Mental Load Reduction (Sky V.)
77% Achieved
I find myself becoming increasingly militant about this. Maybe it’s the headache from the glass door, or maybe it’s just the 43 years of living in a world that seems to think ‘Medium’ is a universal constant. We need to stop accepting the ‘genetic lottery’ excuse. You didn’t lose a lottery; you were just sold a ticket for a game that was rigged from the start. Your body is a masterpiece of biological engineering, even with its 53 quirks and its occasional collision with transparent barriers. The failure lies in the hands of those who refuse to build for the beautiful, messy, non-standard reality of the human form.

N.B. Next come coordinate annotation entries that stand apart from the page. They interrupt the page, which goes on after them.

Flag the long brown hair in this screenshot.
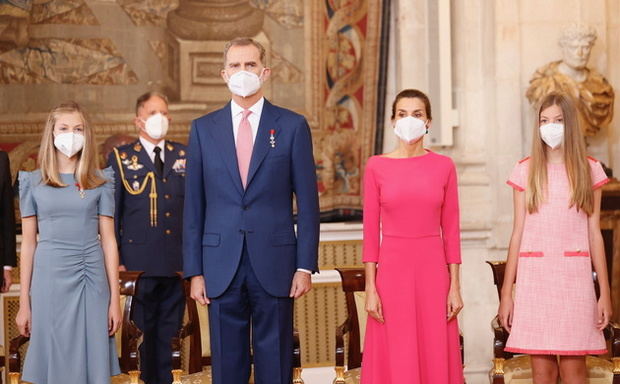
[526,93,594,215]
[38,101,106,189]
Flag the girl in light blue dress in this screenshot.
[16,103,121,384]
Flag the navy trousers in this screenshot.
[132,277,185,384]
[207,240,293,384]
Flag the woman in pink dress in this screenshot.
[499,94,611,384]
[361,89,463,384]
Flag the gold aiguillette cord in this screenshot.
[114,148,157,227]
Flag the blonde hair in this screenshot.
[224,37,267,66]
[38,101,106,189]
[526,93,594,215]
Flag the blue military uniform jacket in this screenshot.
[108,140,186,276]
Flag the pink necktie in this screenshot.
[237,109,254,189]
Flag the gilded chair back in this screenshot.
[7,271,142,384]
[336,268,368,369]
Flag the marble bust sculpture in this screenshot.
[526,24,614,136]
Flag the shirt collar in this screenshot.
[230,97,265,116]
[140,136,166,154]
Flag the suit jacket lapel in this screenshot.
[209,103,243,194]
[246,99,278,189]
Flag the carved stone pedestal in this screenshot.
[168,0,271,106]
[171,32,271,105]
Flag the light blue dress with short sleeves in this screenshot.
[19,169,120,384]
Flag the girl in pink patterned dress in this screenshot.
[499,94,611,384]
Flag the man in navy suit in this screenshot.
[108,92,186,384]
[183,38,319,384]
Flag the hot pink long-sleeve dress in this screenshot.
[505,158,609,355]
[361,151,463,384]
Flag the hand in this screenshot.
[366,289,385,324]
[596,296,612,331]
[448,287,463,321]
[189,275,211,305]
[0,269,13,293]
[108,300,123,336]
[289,271,312,299]
[497,296,514,332]
[15,304,32,337]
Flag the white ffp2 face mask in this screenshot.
[228,71,262,97]
[144,113,168,140]
[394,116,426,143]
[539,123,564,149]
[54,132,84,158]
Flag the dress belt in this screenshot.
[383,233,441,239]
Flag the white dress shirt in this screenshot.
[229,97,312,274]
[230,97,265,146]
[140,136,166,164]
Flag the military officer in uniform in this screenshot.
[108,92,186,384]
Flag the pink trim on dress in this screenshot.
[506,180,525,192]
[592,178,610,189]
[519,252,544,257]
[504,347,607,356]
[564,251,590,257]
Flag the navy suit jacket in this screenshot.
[183,100,319,297]
[108,140,186,277]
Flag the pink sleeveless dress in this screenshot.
[505,158,609,355]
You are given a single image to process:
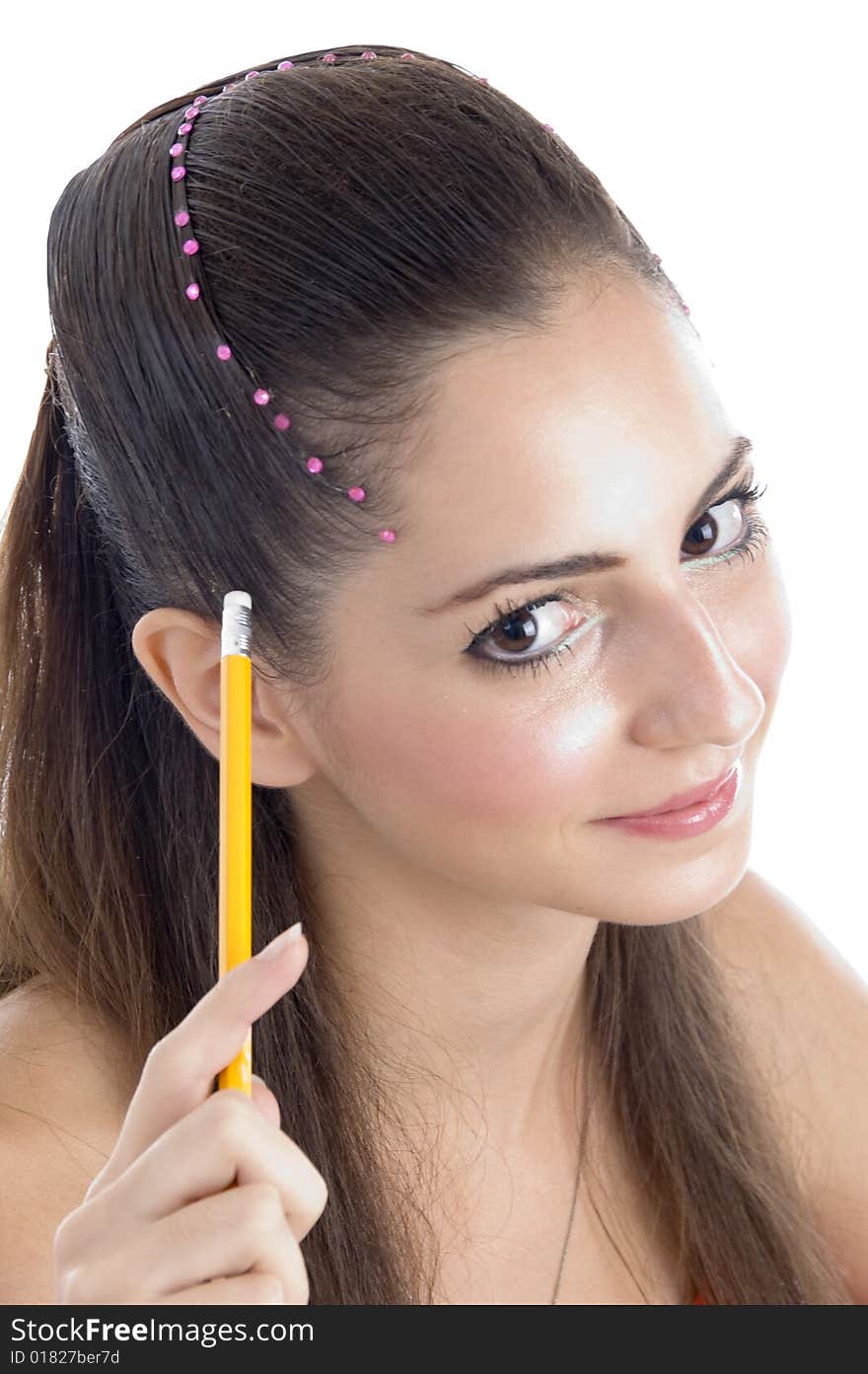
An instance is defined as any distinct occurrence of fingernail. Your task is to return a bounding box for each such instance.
[256,920,301,959]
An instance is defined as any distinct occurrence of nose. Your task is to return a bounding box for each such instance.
[625,583,765,764]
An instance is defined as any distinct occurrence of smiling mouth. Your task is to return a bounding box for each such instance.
[603,759,739,821]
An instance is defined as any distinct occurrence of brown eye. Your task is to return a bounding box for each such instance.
[684,497,746,558]
[487,601,585,657]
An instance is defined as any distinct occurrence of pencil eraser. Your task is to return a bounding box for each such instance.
[223,592,253,610]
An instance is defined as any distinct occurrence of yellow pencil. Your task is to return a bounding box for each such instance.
[217,592,253,1097]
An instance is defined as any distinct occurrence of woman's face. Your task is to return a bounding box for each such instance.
[282,280,790,924]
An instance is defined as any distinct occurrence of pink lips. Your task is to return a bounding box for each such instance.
[606,759,738,821]
[595,759,742,839]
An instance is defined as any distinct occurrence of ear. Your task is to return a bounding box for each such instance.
[130,606,319,787]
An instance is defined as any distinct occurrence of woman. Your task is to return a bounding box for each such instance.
[1,46,868,1304]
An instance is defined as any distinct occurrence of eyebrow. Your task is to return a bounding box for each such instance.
[416,434,754,615]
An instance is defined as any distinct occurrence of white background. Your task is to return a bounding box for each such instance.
[0,0,868,978]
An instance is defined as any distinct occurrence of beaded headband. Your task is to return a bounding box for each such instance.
[169,51,689,544]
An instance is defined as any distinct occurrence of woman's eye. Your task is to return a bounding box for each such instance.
[684,497,749,558]
[465,482,769,674]
[467,592,588,662]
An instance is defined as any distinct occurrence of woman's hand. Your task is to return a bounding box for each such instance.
[53,934,328,1304]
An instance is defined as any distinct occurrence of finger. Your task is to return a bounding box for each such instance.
[66,1185,309,1303]
[156,1272,286,1307]
[70,1088,328,1255]
[87,933,309,1198]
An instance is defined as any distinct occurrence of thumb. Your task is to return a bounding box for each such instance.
[250,1073,280,1126]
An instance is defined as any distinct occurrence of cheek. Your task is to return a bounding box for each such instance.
[734,549,792,708]
[331,662,606,828]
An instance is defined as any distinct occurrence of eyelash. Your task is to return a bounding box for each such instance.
[465,482,769,674]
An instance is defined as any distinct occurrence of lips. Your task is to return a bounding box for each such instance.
[610,759,738,819]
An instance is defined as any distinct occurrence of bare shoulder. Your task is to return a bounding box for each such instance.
[0,979,132,1304]
[702,870,868,1303]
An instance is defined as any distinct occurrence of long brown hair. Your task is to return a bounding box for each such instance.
[0,46,851,1304]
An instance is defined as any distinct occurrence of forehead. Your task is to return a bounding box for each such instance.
[368,279,731,596]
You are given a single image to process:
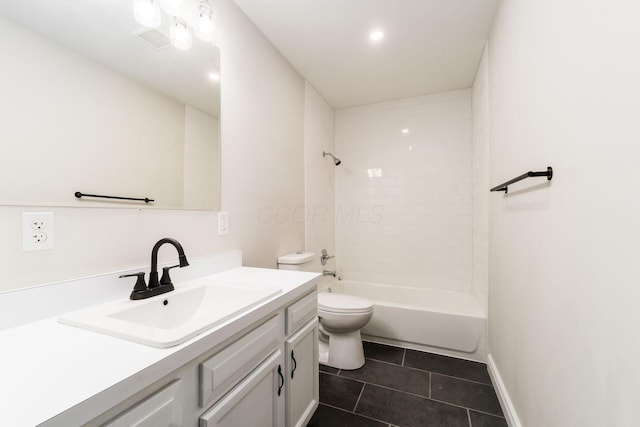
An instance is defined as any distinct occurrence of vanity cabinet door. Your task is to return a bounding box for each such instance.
[285,318,319,427]
[200,350,285,427]
[103,380,182,427]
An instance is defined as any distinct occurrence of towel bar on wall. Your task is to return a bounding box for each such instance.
[489,166,553,194]
[74,191,155,203]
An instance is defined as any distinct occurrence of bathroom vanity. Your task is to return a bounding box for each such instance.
[0,254,320,427]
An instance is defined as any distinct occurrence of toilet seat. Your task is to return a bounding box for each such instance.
[318,292,373,314]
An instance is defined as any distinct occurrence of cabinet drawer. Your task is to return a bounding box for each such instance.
[200,316,282,406]
[200,350,282,427]
[287,291,318,335]
[104,380,182,427]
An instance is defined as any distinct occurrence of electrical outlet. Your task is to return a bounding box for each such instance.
[22,212,54,252]
[218,212,230,236]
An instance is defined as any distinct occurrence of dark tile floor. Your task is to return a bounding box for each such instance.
[309,341,507,427]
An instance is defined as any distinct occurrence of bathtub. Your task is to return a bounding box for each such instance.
[328,280,487,362]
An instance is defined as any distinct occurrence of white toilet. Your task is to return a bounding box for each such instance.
[318,292,373,369]
[278,252,373,369]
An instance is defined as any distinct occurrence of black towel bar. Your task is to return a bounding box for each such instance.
[489,166,553,194]
[74,191,155,203]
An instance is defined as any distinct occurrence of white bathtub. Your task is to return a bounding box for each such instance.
[329,280,487,362]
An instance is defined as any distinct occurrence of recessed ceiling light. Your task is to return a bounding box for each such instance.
[369,30,384,42]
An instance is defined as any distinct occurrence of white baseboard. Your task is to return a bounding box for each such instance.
[487,354,522,427]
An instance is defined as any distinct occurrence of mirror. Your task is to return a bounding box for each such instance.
[0,0,220,210]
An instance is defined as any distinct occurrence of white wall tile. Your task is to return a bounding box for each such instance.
[335,90,473,291]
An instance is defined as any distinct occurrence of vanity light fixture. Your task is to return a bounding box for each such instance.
[160,0,183,16]
[369,30,384,42]
[195,1,215,42]
[171,18,193,50]
[133,0,216,50]
[133,0,162,28]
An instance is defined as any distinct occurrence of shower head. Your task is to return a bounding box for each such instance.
[322,151,342,166]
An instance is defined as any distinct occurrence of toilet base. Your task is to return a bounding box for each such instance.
[318,329,364,370]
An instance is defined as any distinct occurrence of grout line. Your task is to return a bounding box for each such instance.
[350,377,504,418]
[353,383,367,413]
[430,368,495,390]
[319,402,389,424]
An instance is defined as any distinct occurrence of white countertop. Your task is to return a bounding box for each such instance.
[0,267,320,427]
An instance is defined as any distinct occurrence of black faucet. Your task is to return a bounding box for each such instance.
[120,237,189,300]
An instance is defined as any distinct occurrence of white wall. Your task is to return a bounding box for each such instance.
[304,82,336,282]
[471,46,490,310]
[183,105,220,209]
[0,0,304,290]
[489,0,640,427]
[217,0,304,268]
[335,89,472,291]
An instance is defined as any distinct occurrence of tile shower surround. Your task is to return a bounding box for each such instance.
[309,342,507,427]
[335,89,473,291]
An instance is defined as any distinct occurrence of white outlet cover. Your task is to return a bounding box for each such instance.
[22,212,55,252]
[218,212,231,236]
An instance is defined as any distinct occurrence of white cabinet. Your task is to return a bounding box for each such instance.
[104,380,182,427]
[285,318,319,427]
[200,350,285,427]
[95,291,318,427]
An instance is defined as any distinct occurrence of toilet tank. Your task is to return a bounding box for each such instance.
[278,252,315,271]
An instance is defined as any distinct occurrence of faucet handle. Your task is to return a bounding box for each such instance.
[160,264,180,286]
[320,249,335,265]
[119,271,147,293]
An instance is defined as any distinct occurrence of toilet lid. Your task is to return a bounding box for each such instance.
[318,292,373,313]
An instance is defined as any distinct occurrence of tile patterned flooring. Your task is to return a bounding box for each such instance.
[309,341,507,427]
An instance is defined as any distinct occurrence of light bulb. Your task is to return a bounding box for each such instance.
[171,19,192,50]
[133,0,161,28]
[195,2,215,42]
[160,0,182,16]
[369,30,384,42]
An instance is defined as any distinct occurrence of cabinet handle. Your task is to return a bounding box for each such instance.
[291,350,298,379]
[278,365,284,396]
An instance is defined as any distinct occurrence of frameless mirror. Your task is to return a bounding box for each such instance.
[0,0,220,210]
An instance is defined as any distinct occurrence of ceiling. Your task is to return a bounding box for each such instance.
[235,0,500,109]
[0,0,220,117]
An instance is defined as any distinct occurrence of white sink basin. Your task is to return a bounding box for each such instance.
[58,283,282,347]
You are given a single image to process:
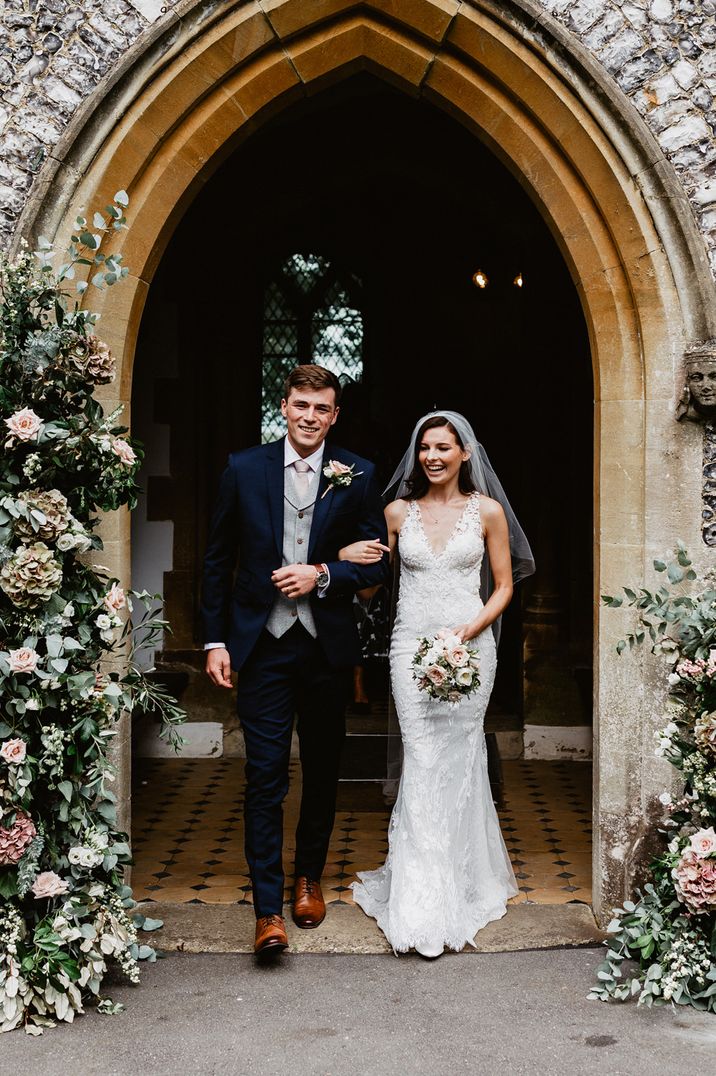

The Revolutionary Act of Comfort
As I finally get this holster cinched into a position that feels-dare I say-natural, I realize that the tension in my shoulders has dropped by at least 23 percent. I can breathe without feeling a constriction. I can move without a shift in my center of mass. It shouldn’t be this revolutionary to feel comfortable. It shouldn’t be a surprise when something works for your specific shape. But until the industry catches up to the reality of the 8,003,003,003 different bodies on this planet, we have to be the ones who demand more. We have to be the ones who look at a ‘standard’ design and ask, ‘Whose standard?’ Because it certainly isn’t mine, and it certainly isn’t Sky’s.
Building for Complexity, Not Consensus
The Biological Blueprint
53 Quirks, Infinite Variation
The Engineering Mandate
Adjustability is Integrity
The Philosophy Shift
Demand Better Standards
In the end, we are all just trying to navigate a world full of invisible doors. Sometimes we hit them face-first, and sometimes we just get stuck in the frame. But the right gear-the gear that actually adjusts, that actually listens to the body it’s placed on-is the handle that lets us walk through to the other side without leaving a piece of ourselves behind. If you’re still fighting your equipment, stop. It’s not you. It’s the arrogance of the mold. And you are far too complex a creature to be defined by a piece of plastic that doesn’t know how to move when you do.